- Active: July 1943 – January 1945
- Country: Norway
- Allegiance: Germany
- Branch: Waffen-SS
- Type: Infantry
- Size: Battalion

Commanders
- Notable commanders: Sophus Kahrs

= SS Ski Jäger Battalion "Norwegen" =

The SS Ski Jäger Battalion "Norway" (SS-Skijegerbataljon "Norge", Freiwilligen-Schikompanie-Norwegen) was a combat battalion unit within the German Waffen-SS, the armed wing of the Schutzstaffel. It consisted of a majority of volunteers from Norway, and some enlisted German soldiers. Most officers and non-commissioned officers were Norwegian.

It was formed in February 1942 and attached to the 6th SS Mountain Division Nord (although the company was formally a police unit). By the winter of 1943 the company was designated as a combat battalion, with three full infantry companies and a staff company. For almost its entire career, the battalion was part of the 6th SS Mountain Division "Nord", fighting on the Karelian Front in Finland.

In the Battle of Kaprolat in 24–26 June 1944, more than 150 of the battalion's soldiers went missing in action, when two of the battalion's positions (with a total of 190 soldiers) were overrun.

== Operational history ==
During the winter of 1942, a Ski jäger Company, with a strength of 120 men, was formed in Finland with personnel undergoing training in the SS schools and training camps in Germany. The formation of the new Norwegian SS Skijaeger Battalion took place at military training grounds in Oulu, Finland in the autumn of 1943. The battalion CO and a four company commander were both Germans. A few German enlisted men were also included in each company as a "stiffening" element. For the most part the Norwegian officers were young men who had obtained front line experience with the 5th SS Panzer Division Wiking or the "Frw. Legion Norwegen". The Norwegian Ski Battalion was strictly light-weight in nature consisting only of one staff company and three ski (or infantry/assault) companies.
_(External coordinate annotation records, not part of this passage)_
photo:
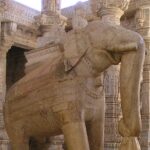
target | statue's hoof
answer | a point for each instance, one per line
(130, 143)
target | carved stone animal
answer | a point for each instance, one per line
(62, 97)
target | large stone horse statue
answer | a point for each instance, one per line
(62, 97)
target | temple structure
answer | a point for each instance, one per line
(28, 37)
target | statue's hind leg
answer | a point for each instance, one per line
(73, 127)
(95, 127)
(131, 72)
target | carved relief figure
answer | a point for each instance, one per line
(62, 97)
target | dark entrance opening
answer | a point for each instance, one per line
(15, 68)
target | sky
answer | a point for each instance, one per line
(36, 4)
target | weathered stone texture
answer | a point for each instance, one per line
(21, 28)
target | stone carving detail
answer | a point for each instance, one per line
(49, 6)
(79, 21)
(57, 94)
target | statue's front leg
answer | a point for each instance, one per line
(130, 77)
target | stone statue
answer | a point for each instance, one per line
(62, 97)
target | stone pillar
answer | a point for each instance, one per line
(111, 12)
(79, 20)
(143, 27)
(50, 23)
(4, 141)
(49, 6)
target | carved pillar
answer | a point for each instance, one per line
(49, 22)
(6, 36)
(4, 142)
(143, 27)
(111, 12)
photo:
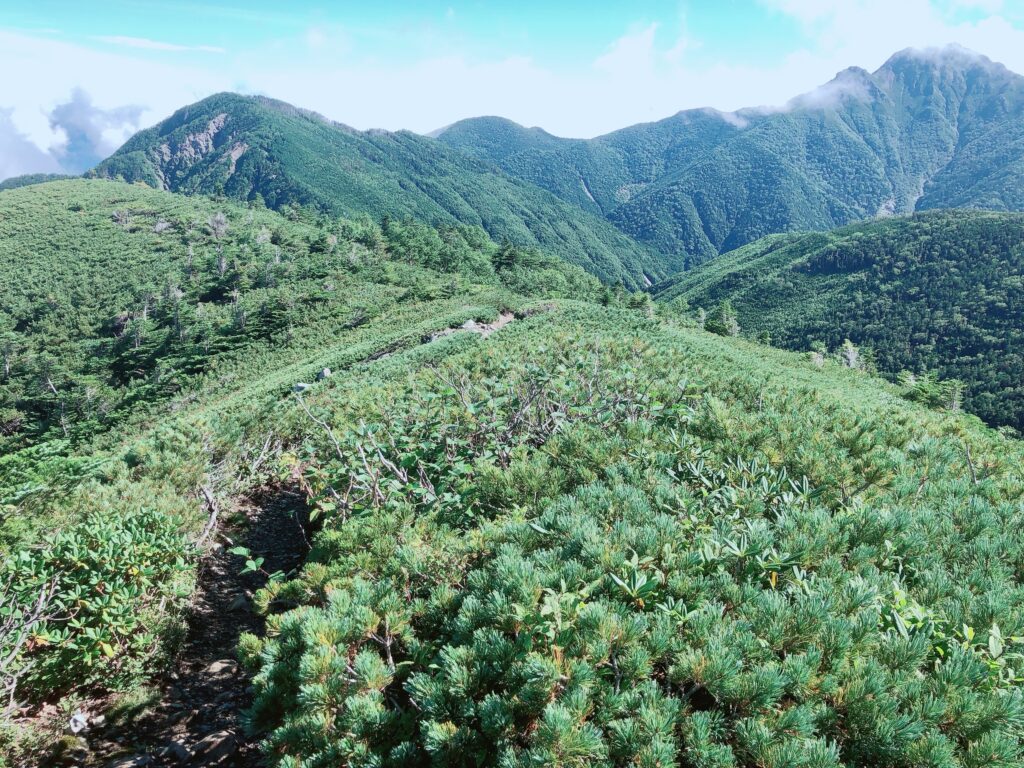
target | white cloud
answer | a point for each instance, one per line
(648, 73)
(146, 44)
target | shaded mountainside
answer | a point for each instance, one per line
(15, 182)
(929, 129)
(586, 536)
(254, 148)
(939, 291)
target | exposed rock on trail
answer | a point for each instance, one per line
(197, 721)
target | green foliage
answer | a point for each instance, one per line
(269, 153)
(925, 131)
(599, 541)
(121, 297)
(109, 583)
(150, 339)
(722, 320)
(935, 292)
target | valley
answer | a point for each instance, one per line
(696, 443)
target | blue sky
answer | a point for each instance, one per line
(573, 68)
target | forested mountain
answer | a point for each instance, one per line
(587, 532)
(343, 411)
(32, 178)
(939, 292)
(929, 129)
(254, 148)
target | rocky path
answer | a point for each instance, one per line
(197, 721)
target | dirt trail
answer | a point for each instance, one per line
(198, 720)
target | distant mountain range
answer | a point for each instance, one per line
(929, 129)
(250, 147)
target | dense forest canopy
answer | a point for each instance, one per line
(546, 512)
(258, 150)
(927, 130)
(938, 292)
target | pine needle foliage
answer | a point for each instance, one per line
(594, 541)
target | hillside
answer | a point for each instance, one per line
(146, 338)
(929, 129)
(940, 292)
(254, 148)
(590, 537)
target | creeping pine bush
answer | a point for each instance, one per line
(583, 549)
(111, 583)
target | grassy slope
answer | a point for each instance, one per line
(668, 443)
(939, 291)
(617, 437)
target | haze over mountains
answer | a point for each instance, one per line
(929, 129)
(451, 500)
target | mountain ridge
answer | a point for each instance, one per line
(930, 128)
(267, 152)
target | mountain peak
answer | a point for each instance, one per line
(952, 55)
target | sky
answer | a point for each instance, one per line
(81, 77)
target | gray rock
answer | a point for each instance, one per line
(215, 749)
(132, 761)
(221, 667)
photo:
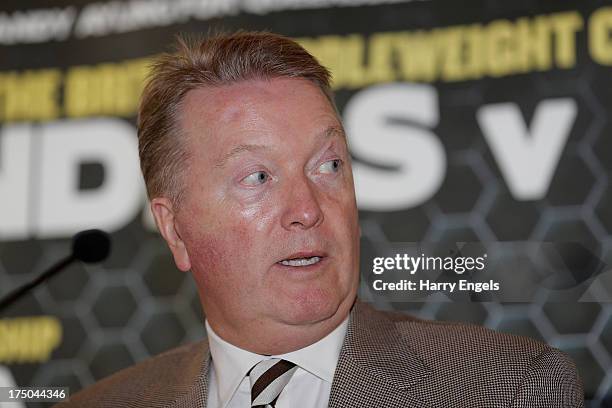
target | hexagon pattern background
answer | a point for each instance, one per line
(137, 304)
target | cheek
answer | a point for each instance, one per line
(224, 256)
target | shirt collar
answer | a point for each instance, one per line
(232, 363)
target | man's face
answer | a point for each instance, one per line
(269, 221)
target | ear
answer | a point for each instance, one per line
(165, 219)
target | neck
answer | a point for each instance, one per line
(275, 338)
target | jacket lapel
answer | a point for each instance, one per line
(196, 374)
(376, 366)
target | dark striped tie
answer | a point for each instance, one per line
(268, 378)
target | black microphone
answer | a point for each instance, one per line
(88, 246)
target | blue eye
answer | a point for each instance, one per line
(253, 179)
(332, 166)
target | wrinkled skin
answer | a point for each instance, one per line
(268, 177)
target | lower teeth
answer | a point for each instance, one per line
(301, 261)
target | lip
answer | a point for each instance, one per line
(305, 270)
(305, 254)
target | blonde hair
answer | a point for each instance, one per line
(215, 60)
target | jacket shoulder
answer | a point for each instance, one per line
(156, 382)
(510, 370)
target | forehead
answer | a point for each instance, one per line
(255, 111)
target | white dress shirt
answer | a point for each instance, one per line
(309, 387)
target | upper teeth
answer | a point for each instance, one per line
(301, 261)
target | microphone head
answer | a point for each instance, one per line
(91, 246)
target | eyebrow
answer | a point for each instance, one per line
(327, 133)
(238, 150)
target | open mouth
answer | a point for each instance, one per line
(301, 261)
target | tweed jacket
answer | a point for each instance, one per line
(387, 360)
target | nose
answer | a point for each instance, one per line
(302, 210)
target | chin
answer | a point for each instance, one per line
(311, 307)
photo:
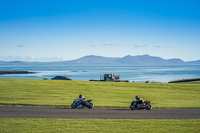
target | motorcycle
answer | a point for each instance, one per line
(80, 104)
(135, 105)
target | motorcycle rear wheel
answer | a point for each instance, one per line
(132, 107)
(90, 106)
(148, 107)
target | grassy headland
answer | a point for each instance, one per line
(103, 94)
(97, 125)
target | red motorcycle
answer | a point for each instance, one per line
(135, 105)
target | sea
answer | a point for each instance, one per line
(140, 74)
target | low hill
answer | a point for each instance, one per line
(92, 60)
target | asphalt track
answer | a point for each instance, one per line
(96, 113)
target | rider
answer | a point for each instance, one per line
(81, 99)
(139, 100)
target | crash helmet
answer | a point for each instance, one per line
(137, 97)
(80, 96)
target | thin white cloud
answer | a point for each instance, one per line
(162, 46)
(140, 46)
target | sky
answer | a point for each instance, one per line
(56, 30)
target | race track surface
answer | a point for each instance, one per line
(96, 113)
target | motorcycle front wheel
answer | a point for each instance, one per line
(132, 107)
(90, 106)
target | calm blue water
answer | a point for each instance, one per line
(132, 73)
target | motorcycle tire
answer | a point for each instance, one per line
(90, 106)
(132, 107)
(74, 106)
(148, 107)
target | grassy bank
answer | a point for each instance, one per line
(97, 125)
(103, 94)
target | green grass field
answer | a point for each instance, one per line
(97, 125)
(103, 94)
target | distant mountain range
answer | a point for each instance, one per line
(92, 60)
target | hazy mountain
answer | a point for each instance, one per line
(92, 60)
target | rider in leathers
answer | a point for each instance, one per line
(82, 99)
(139, 100)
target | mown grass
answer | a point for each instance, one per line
(98, 125)
(103, 94)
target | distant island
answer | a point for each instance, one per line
(14, 72)
(93, 60)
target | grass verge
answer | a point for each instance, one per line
(98, 125)
(103, 94)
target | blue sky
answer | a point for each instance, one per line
(52, 30)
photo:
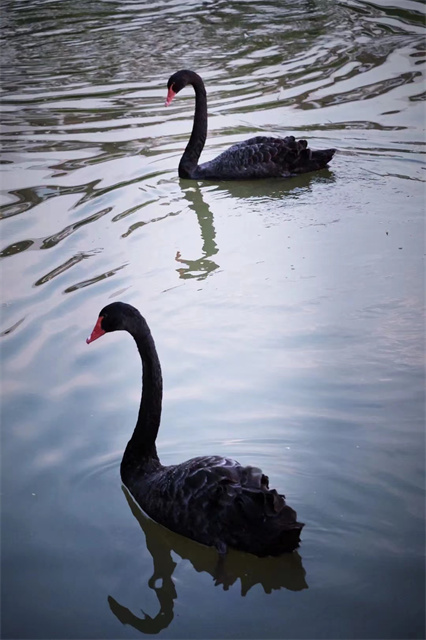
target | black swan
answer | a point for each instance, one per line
(259, 157)
(213, 500)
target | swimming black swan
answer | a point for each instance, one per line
(259, 157)
(213, 500)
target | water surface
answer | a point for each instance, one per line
(288, 315)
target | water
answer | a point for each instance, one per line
(288, 315)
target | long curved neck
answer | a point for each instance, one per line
(189, 160)
(142, 442)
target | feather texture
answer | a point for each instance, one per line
(258, 157)
(211, 499)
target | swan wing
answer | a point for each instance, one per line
(263, 157)
(220, 503)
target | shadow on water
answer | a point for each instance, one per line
(285, 571)
(272, 188)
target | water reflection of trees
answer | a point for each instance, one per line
(285, 571)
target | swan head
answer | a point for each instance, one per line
(178, 81)
(115, 317)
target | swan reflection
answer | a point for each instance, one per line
(202, 266)
(285, 571)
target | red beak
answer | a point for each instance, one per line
(97, 331)
(170, 95)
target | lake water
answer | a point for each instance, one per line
(288, 315)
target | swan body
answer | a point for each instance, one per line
(210, 499)
(258, 157)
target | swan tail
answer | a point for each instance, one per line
(309, 160)
(275, 527)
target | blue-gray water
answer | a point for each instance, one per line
(288, 315)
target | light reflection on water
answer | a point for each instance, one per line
(287, 315)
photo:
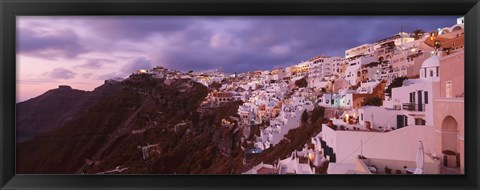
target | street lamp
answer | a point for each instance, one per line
(332, 80)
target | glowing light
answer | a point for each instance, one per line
(311, 156)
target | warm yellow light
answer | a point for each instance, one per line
(311, 156)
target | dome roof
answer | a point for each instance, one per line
(433, 61)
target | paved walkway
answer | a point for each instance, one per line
(449, 170)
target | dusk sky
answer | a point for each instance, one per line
(84, 51)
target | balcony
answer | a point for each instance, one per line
(413, 107)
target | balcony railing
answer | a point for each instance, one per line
(413, 107)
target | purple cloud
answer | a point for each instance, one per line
(50, 45)
(136, 28)
(93, 63)
(61, 73)
(139, 63)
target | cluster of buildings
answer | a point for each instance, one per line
(363, 138)
(373, 129)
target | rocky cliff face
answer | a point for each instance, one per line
(54, 108)
(148, 126)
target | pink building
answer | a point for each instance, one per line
(449, 114)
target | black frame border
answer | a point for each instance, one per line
(9, 9)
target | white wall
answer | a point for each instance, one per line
(400, 144)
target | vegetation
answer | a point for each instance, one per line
(215, 85)
(397, 82)
(418, 33)
(301, 83)
(304, 116)
(317, 113)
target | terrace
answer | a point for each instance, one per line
(390, 166)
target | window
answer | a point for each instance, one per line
(426, 97)
(419, 121)
(448, 89)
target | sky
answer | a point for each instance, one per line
(83, 51)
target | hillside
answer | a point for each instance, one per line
(145, 111)
(55, 107)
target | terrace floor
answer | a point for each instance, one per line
(449, 170)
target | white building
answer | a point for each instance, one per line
(415, 97)
(364, 49)
(353, 68)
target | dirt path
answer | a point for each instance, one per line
(122, 130)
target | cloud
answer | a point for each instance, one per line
(112, 75)
(218, 41)
(136, 28)
(280, 49)
(139, 63)
(87, 75)
(61, 73)
(49, 44)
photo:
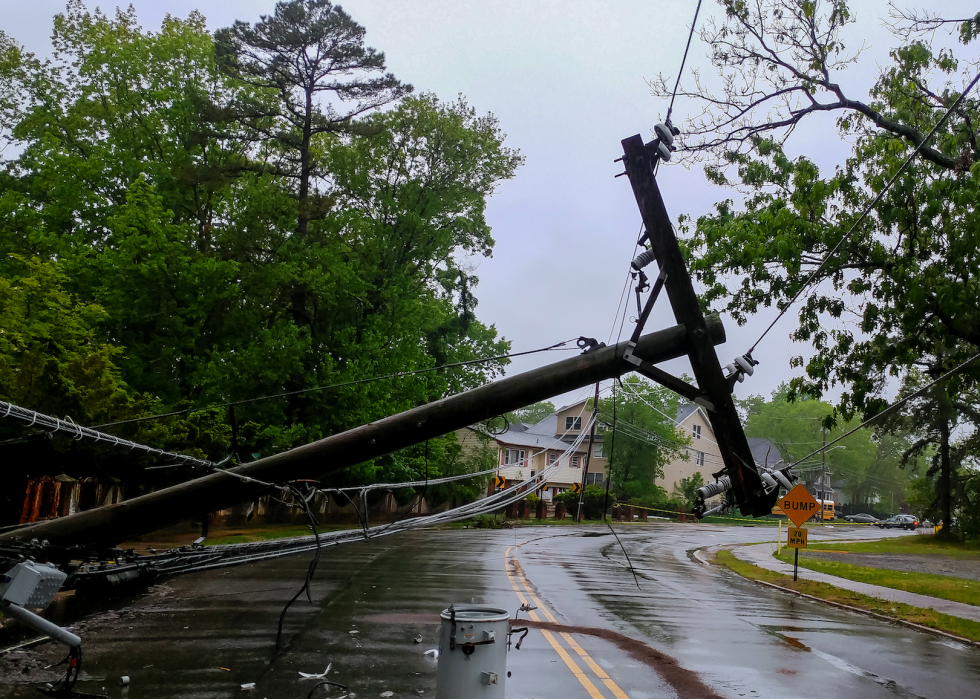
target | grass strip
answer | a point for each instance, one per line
(929, 618)
(941, 586)
(918, 544)
(247, 537)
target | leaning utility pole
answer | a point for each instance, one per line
(109, 525)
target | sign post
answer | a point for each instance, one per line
(799, 506)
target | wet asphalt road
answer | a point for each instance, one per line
(204, 635)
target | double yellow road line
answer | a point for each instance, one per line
(515, 574)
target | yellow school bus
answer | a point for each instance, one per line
(828, 510)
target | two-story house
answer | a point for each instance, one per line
(526, 450)
(703, 454)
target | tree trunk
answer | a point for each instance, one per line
(945, 481)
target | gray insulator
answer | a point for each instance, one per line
(717, 488)
(664, 134)
(747, 366)
(783, 480)
(642, 260)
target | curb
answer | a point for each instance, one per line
(858, 610)
(884, 617)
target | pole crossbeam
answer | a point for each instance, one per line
(713, 389)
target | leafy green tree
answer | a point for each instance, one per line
(307, 50)
(688, 489)
(532, 414)
(132, 167)
(883, 295)
(871, 464)
(52, 357)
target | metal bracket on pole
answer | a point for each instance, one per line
(714, 391)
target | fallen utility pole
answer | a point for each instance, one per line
(109, 525)
(713, 391)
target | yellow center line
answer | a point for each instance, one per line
(583, 679)
(573, 644)
(618, 693)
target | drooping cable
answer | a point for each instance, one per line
(677, 82)
(396, 375)
(866, 211)
(311, 520)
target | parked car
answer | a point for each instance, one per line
(861, 519)
(899, 522)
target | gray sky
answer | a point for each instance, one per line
(566, 80)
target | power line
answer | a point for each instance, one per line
(395, 375)
(867, 210)
(53, 424)
(683, 60)
(893, 406)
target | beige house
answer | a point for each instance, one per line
(526, 450)
(703, 454)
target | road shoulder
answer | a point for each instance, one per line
(921, 618)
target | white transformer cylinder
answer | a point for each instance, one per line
(474, 664)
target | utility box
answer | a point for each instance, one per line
(472, 653)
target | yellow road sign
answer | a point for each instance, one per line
(795, 538)
(799, 505)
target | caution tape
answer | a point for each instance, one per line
(676, 514)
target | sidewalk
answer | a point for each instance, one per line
(761, 555)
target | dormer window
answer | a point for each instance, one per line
(514, 457)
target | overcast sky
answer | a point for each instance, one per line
(566, 79)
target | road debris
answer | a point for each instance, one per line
(314, 676)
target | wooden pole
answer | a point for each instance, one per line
(588, 454)
(109, 525)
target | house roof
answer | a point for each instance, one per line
(761, 448)
(531, 439)
(545, 426)
(685, 411)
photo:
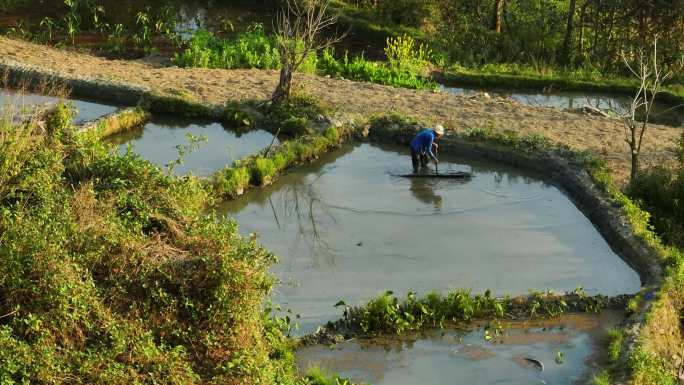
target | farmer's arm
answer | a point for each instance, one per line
(430, 146)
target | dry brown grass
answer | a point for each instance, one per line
(597, 134)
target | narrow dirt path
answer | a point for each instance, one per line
(600, 135)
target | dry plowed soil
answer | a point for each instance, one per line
(601, 135)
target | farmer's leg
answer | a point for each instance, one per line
(416, 161)
(424, 159)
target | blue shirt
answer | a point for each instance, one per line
(423, 142)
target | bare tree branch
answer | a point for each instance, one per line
(651, 77)
(300, 28)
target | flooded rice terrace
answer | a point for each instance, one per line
(347, 229)
(663, 113)
(86, 110)
(566, 348)
(218, 146)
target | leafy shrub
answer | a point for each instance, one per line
(406, 12)
(661, 191)
(251, 49)
(113, 273)
(232, 181)
(262, 171)
(360, 69)
(292, 115)
(402, 53)
(236, 116)
(615, 340)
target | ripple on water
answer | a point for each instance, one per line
(567, 349)
(346, 229)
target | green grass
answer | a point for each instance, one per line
(388, 314)
(516, 76)
(651, 361)
(251, 49)
(602, 378)
(113, 272)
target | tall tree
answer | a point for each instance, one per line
(300, 26)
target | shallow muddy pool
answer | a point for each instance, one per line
(347, 229)
(663, 113)
(158, 142)
(566, 348)
(86, 110)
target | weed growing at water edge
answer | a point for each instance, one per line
(602, 378)
(615, 340)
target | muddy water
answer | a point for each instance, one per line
(347, 229)
(87, 110)
(663, 113)
(567, 348)
(157, 142)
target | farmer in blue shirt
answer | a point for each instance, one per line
(423, 145)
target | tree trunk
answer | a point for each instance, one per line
(635, 166)
(566, 51)
(496, 18)
(284, 85)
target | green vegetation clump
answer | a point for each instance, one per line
(389, 314)
(122, 121)
(293, 116)
(264, 168)
(113, 273)
(251, 49)
(602, 378)
(360, 69)
(233, 181)
(262, 171)
(317, 376)
(660, 190)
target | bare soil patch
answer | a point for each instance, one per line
(600, 135)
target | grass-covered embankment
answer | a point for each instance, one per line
(308, 134)
(113, 273)
(649, 354)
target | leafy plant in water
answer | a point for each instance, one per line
(194, 143)
(262, 171)
(403, 54)
(72, 20)
(47, 26)
(142, 38)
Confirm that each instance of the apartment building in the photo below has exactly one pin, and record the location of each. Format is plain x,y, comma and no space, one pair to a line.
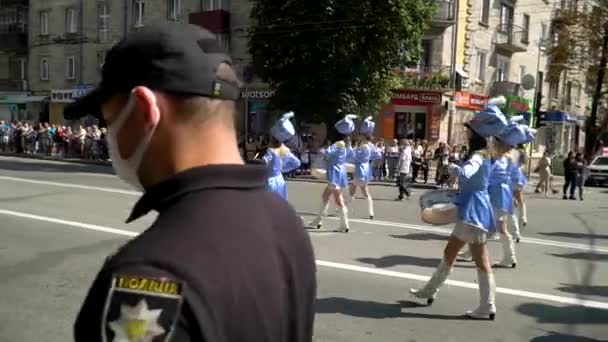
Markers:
13,59
68,40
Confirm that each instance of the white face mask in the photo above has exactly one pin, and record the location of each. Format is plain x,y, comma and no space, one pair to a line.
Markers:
127,169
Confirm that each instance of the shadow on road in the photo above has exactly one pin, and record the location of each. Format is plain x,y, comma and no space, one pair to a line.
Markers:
422,237
586,290
374,310
574,315
574,235
44,261
32,165
582,256
559,337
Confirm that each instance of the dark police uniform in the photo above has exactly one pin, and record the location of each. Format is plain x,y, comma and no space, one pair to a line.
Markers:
225,260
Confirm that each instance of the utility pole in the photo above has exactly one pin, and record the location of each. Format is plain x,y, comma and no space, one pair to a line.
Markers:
452,107
592,131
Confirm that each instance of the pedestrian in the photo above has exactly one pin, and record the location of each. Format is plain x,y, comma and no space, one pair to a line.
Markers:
363,155
570,175
405,171
545,174
224,260
475,215
581,166
335,157
279,157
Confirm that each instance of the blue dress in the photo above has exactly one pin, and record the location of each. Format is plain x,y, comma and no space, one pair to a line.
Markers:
361,157
279,161
501,191
473,201
335,158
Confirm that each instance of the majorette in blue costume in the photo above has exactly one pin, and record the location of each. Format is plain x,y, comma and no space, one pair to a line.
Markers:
361,156
278,157
519,181
335,158
475,216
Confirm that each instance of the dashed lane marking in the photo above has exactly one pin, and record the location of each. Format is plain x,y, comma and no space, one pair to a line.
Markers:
336,265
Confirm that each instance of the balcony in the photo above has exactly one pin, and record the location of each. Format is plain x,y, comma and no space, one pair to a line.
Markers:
433,77
443,18
13,85
511,38
13,41
216,21
505,88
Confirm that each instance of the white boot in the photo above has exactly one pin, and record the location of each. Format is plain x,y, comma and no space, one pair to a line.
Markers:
370,207
523,213
344,227
508,250
514,222
429,291
465,255
487,293
318,221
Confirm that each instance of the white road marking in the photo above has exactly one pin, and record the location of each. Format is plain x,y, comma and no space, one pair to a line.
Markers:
341,266
444,231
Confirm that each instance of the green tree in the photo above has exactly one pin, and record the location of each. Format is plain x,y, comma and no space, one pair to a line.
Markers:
329,57
581,42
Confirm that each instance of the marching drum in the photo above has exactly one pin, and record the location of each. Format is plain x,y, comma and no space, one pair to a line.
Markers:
438,207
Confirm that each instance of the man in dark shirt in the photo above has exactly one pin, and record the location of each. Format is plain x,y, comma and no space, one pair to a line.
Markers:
225,260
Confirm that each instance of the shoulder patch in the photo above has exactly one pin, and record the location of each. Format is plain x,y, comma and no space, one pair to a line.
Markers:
141,309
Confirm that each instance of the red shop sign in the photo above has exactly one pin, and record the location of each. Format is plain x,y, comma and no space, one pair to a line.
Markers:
415,98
Each company consisted of three platoons, each with three "rifle" squads, and a fourth machine gun squad. The standard issue weapon for the battalion was the MP-40 Submachine Gun, which was the preferred weapon due to the units abilities to do Long-range reconnaissance patrol missions.

In 1943 the Ski Company (Skikompaniet, the predecessor of the "Ski Battalion") was sent to the Kiestinki Front. The battalion was formed in Germany, transported to Oulu in Finland, and later reached Kuusamo. During the winter 1943–1944 the battalion counted around 700 men. As a consequence of an armistice in September 1944, the German Lapland Army, including the battalion, retreated through North Finland into Norway. The Norwegian daily Dagbladet wrote that the unit's soldiers were at the front in Finland until the autumn of 1944, adding that "several [soldiers] were sent to the endfighting in Germany and Austria.